Elephantopus carolinianus (Elephant’s Foot) on 9-9-13.

Lower leaves are quite large and “spatula-like”. One website says these lower leaves are 5″ long, but just guessing, I would say they are closer to at least 8″.

Missouri Plants says: “Alternate, sessile, elliptic to oblanceolate or spatulate, acute to acuminate, shallow serrate to crenate-serrate, slightly scabrous and pubescent below, sparse pubescent and shiny dark green above, to -30cm long, -10cm broad, tapering to base.” That is about 11″ long by about 4″ wide and the leaves attach directly to the stem with no petiole (sessile).

 

Elephantopus carolinianus (Elephant’s Foot) on 9-9-13.

The plant’s upper leaves are MUCH smaller and kind of oval in shape. Here you can see this leaf is what is meant when Missouri Plants says: “Peduncles subtended by a single foliaceous bract.” This leaf is where the “inflorescence” begins and is part of it as the “single foliaceous bract.” At least that is my opinion. Subtended means “under” so it makes sense.

 

Elephantopus carolinianus (Elephant’s Foot) on 9-9-13.

Besides a camera, I also need to remember to take the magnifying glass, a small note pad and pen… A field guide would also be promising. I haven’t normally been one to bring plants home from other locations, but I am really tempted with this one. I saw this plant again while I was helping Jay at either his farm or in the back yard of his mothers (the one she sold). Apparently this plant is fairly common in that neck of the woods. I think I may need to check the creek behind here even though I don’t own that property. I normally only go there in the spring to hunt morels. No one will ever know… 🙂

 

Elephantopus carolinianus (Elephant’s Foot) on 9-9-13.

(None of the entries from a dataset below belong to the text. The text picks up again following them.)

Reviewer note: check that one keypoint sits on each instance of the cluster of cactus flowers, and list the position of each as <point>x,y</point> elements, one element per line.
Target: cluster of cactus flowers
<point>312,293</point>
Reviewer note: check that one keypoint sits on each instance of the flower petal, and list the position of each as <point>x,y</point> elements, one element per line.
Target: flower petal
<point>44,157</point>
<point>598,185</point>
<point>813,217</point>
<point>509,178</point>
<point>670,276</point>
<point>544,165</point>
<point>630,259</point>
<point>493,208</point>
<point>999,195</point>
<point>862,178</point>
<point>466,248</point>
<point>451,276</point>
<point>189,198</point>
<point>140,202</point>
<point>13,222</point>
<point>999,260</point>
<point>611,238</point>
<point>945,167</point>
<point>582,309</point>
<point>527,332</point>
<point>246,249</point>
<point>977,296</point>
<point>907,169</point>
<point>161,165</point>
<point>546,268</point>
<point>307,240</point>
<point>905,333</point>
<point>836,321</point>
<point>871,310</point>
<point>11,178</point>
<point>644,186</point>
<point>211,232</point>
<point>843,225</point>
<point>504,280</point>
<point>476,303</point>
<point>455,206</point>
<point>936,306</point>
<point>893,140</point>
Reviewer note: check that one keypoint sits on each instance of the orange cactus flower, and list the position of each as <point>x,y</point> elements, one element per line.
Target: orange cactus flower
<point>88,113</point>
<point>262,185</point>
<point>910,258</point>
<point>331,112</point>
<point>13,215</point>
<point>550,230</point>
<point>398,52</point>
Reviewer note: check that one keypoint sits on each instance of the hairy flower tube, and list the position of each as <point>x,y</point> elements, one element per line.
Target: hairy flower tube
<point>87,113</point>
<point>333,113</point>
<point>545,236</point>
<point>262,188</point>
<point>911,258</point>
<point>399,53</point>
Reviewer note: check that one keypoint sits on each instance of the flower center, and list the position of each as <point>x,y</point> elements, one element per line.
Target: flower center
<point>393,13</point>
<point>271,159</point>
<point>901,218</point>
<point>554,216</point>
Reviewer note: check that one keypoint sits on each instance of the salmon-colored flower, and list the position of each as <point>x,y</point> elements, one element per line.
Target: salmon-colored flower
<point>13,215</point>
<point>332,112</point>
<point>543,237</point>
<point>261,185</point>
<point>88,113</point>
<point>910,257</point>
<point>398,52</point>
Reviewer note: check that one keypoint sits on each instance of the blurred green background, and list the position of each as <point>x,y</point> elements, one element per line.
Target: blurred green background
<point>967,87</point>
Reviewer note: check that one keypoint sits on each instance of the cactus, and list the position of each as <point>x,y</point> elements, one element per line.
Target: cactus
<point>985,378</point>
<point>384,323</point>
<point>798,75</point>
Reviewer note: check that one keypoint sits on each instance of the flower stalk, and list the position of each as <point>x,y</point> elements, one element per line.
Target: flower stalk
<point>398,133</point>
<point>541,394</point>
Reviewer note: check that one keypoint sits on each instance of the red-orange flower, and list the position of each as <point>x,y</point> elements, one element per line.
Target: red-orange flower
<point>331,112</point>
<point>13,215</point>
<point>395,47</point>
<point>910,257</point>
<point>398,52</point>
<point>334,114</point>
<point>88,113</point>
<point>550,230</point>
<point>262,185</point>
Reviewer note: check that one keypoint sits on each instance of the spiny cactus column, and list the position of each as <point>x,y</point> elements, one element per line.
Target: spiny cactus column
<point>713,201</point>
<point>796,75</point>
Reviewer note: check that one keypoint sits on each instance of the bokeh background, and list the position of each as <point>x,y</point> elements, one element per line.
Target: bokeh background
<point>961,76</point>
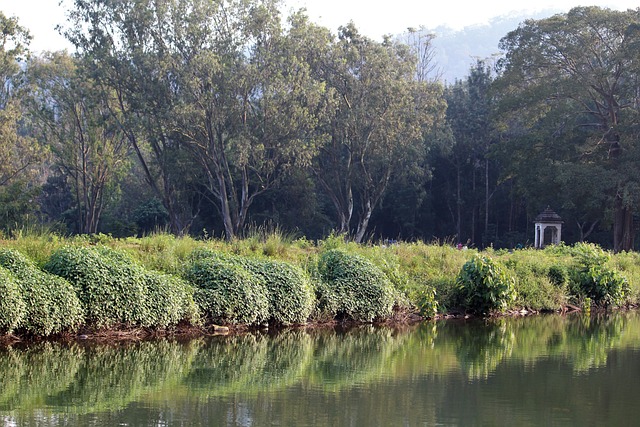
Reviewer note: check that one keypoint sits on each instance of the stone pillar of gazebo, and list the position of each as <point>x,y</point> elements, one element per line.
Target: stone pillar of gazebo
<point>548,219</point>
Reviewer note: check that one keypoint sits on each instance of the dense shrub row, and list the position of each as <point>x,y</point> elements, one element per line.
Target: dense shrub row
<point>116,290</point>
<point>50,303</point>
<point>352,286</point>
<point>104,282</point>
<point>244,290</point>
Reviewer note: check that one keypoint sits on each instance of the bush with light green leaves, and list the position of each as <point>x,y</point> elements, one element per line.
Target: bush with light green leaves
<point>52,305</point>
<point>485,286</point>
<point>593,278</point>
<point>289,289</point>
<point>12,306</point>
<point>110,295</point>
<point>352,286</point>
<point>116,290</point>
<point>226,292</point>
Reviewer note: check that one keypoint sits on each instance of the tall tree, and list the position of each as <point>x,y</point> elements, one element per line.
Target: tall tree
<point>129,47</point>
<point>249,104</point>
<point>380,116</point>
<point>71,117</point>
<point>580,68</point>
<point>18,153</point>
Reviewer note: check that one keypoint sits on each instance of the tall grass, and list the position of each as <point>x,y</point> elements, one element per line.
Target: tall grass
<point>422,274</point>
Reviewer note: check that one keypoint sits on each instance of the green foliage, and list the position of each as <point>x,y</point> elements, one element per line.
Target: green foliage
<point>593,278</point>
<point>52,305</point>
<point>291,297</point>
<point>354,287</point>
<point>12,306</point>
<point>227,292</point>
<point>115,289</point>
<point>110,295</point>
<point>485,286</point>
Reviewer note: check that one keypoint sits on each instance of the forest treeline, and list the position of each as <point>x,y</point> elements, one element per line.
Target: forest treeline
<point>210,117</point>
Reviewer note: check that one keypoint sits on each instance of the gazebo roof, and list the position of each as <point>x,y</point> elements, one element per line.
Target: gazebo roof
<point>548,215</point>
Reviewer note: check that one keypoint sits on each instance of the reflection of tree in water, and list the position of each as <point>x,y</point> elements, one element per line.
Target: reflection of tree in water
<point>354,357</point>
<point>26,375</point>
<point>112,376</point>
<point>482,346</point>
<point>249,363</point>
<point>589,339</point>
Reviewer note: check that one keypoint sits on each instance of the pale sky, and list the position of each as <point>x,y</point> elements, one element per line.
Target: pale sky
<point>373,18</point>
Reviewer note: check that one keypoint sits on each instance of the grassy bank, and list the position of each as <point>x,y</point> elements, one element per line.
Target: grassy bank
<point>56,285</point>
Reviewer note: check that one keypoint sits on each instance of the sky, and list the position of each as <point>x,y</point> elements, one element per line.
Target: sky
<point>373,18</point>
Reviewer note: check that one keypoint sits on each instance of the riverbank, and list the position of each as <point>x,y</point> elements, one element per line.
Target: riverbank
<point>165,285</point>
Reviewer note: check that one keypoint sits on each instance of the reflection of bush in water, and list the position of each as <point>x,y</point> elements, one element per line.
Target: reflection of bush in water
<point>28,375</point>
<point>250,363</point>
<point>482,346</point>
<point>112,376</point>
<point>355,357</point>
<point>591,338</point>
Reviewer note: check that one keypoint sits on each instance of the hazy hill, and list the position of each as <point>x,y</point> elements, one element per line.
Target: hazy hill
<point>456,51</point>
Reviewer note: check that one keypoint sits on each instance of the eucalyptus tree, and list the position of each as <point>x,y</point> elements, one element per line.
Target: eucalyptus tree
<point>380,114</point>
<point>18,153</point>
<point>217,79</point>
<point>470,106</point>
<point>576,73</point>
<point>249,104</point>
<point>129,48</point>
<point>75,122</point>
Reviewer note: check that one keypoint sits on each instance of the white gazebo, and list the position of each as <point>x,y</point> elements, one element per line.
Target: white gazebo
<point>548,228</point>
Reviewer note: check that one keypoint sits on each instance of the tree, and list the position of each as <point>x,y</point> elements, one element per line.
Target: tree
<point>380,116</point>
<point>249,104</point>
<point>577,69</point>
<point>219,81</point>
<point>128,47</point>
<point>71,117</point>
<point>18,153</point>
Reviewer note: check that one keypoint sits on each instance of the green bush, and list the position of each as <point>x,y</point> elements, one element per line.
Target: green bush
<point>115,289</point>
<point>169,300</point>
<point>352,286</point>
<point>12,306</point>
<point>111,292</point>
<point>52,305</point>
<point>485,286</point>
<point>291,298</point>
<point>227,292</point>
<point>558,275</point>
<point>593,278</point>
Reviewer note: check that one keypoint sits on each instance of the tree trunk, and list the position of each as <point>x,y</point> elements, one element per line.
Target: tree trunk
<point>364,222</point>
<point>623,230</point>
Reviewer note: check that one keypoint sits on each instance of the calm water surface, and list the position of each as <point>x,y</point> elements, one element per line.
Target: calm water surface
<point>547,370</point>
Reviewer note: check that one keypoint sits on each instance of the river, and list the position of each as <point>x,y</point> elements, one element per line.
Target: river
<point>542,370</point>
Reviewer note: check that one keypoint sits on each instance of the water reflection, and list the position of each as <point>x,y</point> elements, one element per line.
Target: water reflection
<point>446,372</point>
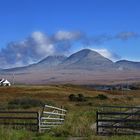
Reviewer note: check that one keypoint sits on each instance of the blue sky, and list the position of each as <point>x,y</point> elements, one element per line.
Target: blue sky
<point>107,26</point>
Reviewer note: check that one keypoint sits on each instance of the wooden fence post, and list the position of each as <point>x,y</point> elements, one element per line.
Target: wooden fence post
<point>97,129</point>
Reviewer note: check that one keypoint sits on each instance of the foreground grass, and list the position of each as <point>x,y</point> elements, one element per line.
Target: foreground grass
<point>80,116</point>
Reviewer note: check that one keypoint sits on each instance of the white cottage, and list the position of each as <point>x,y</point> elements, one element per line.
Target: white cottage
<point>4,82</point>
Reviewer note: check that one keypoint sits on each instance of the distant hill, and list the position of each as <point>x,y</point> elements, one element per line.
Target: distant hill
<point>128,65</point>
<point>89,60</point>
<point>83,67</point>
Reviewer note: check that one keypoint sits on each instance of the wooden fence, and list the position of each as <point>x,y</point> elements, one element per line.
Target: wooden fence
<point>51,116</point>
<point>20,119</point>
<point>112,120</point>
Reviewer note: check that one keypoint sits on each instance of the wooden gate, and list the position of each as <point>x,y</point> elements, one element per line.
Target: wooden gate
<point>118,120</point>
<point>51,116</point>
<point>20,119</point>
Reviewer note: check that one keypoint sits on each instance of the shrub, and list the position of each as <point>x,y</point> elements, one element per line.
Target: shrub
<point>101,97</point>
<point>25,103</point>
<point>72,97</point>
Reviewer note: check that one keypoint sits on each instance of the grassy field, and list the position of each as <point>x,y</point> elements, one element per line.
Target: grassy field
<point>81,114</point>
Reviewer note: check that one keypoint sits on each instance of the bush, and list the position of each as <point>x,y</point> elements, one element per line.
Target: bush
<point>101,97</point>
<point>72,97</point>
<point>25,103</point>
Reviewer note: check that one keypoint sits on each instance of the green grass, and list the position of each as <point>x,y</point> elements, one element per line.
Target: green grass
<point>80,116</point>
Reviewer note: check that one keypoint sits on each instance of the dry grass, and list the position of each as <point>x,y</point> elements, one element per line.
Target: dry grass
<point>81,115</point>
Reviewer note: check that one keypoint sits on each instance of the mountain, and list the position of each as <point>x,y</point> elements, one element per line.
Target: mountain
<point>87,59</point>
<point>83,67</point>
<point>48,62</point>
<point>128,65</point>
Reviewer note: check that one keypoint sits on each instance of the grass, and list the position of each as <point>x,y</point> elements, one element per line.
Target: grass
<point>80,116</point>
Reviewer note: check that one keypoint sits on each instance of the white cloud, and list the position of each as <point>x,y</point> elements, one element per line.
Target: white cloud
<point>35,47</point>
<point>66,35</point>
<point>106,53</point>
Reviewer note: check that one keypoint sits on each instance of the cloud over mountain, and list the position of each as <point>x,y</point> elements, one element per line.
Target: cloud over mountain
<point>39,45</point>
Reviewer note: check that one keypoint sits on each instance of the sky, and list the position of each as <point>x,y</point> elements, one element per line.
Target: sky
<point>30,30</point>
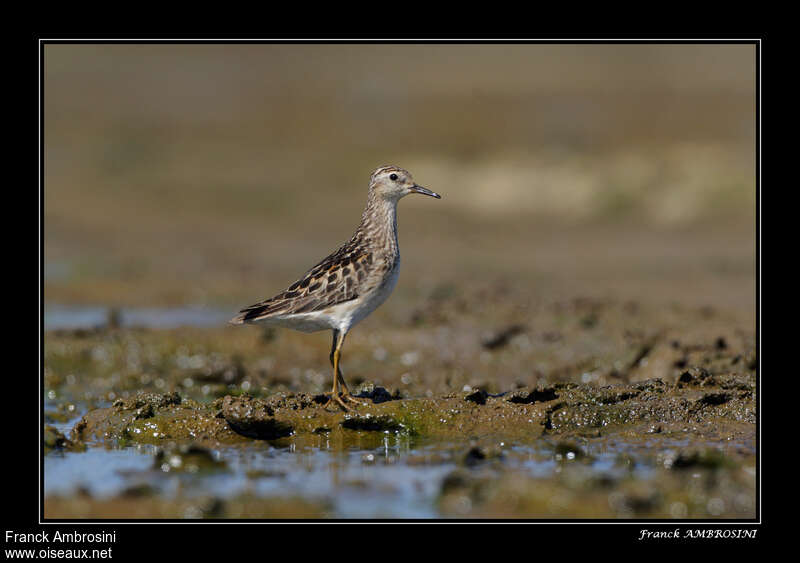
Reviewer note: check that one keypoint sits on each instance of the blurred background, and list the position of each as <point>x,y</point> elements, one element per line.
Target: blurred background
<point>214,175</point>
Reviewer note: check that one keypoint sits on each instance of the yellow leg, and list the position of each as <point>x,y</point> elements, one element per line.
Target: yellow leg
<point>336,353</point>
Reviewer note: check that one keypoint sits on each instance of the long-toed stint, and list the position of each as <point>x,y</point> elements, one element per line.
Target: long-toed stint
<point>348,285</point>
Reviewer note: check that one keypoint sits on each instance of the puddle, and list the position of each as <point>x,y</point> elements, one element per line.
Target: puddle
<point>400,478</point>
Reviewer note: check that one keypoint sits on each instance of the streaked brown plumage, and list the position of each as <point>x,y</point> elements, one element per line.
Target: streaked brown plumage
<point>346,286</point>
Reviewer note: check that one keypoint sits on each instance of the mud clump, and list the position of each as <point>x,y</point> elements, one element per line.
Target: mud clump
<point>55,440</point>
<point>253,418</point>
<point>478,397</point>
<point>707,458</point>
<point>187,458</point>
<point>529,396</point>
<point>503,337</point>
<point>153,419</point>
<point>380,423</point>
<point>151,400</point>
<point>377,394</point>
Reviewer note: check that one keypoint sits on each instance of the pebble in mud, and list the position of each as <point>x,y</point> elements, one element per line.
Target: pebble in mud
<point>254,418</point>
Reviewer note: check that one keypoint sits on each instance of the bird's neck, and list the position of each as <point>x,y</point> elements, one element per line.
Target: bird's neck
<point>379,221</point>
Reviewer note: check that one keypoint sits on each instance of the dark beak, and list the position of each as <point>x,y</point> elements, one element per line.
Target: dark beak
<point>424,191</point>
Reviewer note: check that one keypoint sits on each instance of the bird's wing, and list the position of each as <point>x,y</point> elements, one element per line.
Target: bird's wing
<point>333,280</point>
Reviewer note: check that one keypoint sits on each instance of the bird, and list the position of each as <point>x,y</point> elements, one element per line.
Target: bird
<point>343,288</point>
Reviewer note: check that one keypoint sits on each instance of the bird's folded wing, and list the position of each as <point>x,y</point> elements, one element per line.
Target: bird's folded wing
<point>332,281</point>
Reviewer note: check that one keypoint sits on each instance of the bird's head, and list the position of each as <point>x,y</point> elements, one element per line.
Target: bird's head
<point>392,183</point>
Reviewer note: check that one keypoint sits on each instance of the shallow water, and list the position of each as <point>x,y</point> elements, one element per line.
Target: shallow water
<point>387,476</point>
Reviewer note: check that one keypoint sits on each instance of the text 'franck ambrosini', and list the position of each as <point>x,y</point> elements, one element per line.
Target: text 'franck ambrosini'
<point>61,537</point>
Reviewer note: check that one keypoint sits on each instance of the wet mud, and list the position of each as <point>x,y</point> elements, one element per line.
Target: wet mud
<point>584,434</point>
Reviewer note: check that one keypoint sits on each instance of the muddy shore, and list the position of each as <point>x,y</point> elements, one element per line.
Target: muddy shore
<point>594,436</point>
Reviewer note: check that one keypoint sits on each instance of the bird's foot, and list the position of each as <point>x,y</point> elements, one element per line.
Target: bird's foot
<point>340,399</point>
<point>348,397</point>
<point>335,400</point>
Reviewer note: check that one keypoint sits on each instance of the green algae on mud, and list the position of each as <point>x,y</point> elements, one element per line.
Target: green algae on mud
<point>523,415</point>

I think I read somewhere that the bracts contain a single seed that doesn’t fall out. The whole bract falls off with the seed still inside.

Map from USDA Plant Database showing where Elephantopus carolinianus is native.

Plants of the World Online by Kew lists 23 species of Elephantopsis. Four are native to the United States including E. carolinianus, E. elatus, E. nudatus, and E. tomentosus. E. carolinianus most abundant from Kansas down to Texas and eastward to Pennsylvania and down to Florida and has been Introduced to Cuba. Most species are native to several countries in South America and several in a few countries in Africa. 

The cows were loaded into a trailer in the afternoon and taken to another pasture. As far as I know, Fuzzy is still at large.

I have been working on the post about the Persicaria species (Smartweeds) here and ran into a snag. Two species are very much alike and one is variable. One has longer leaves than the other and both have the same identifying features. I think many colonies could have both species which makes it complicated. I was measuring leaves in a very large colony and a few plants have 6″ long leaves while most are 3 1/2 to 4″. The rest of the species were fairly easy to identify. I am going to check out Steyermark’s Flora of Missouri on Monday at the library to see if they can help. The original was written by Julian Steyermark was published in 1963. In 1987, the Missouri Botanical Garden and the Missouri Department of Conservation decided to work together and revise and update the older book in a three-volume set. The first edition, written by Mr. Steyermark was published in 1999 and it is available at the local branch. Volume two was published in 2006 and volume 3 in 2013. Volume 2 and three were written by George Yatskievych. They are at another branch but can be delivered here or I can drive 18 miles to pick them up. Each volume has over 1,000 pages. The post is ready, but I need to make sure about the one (or two) species.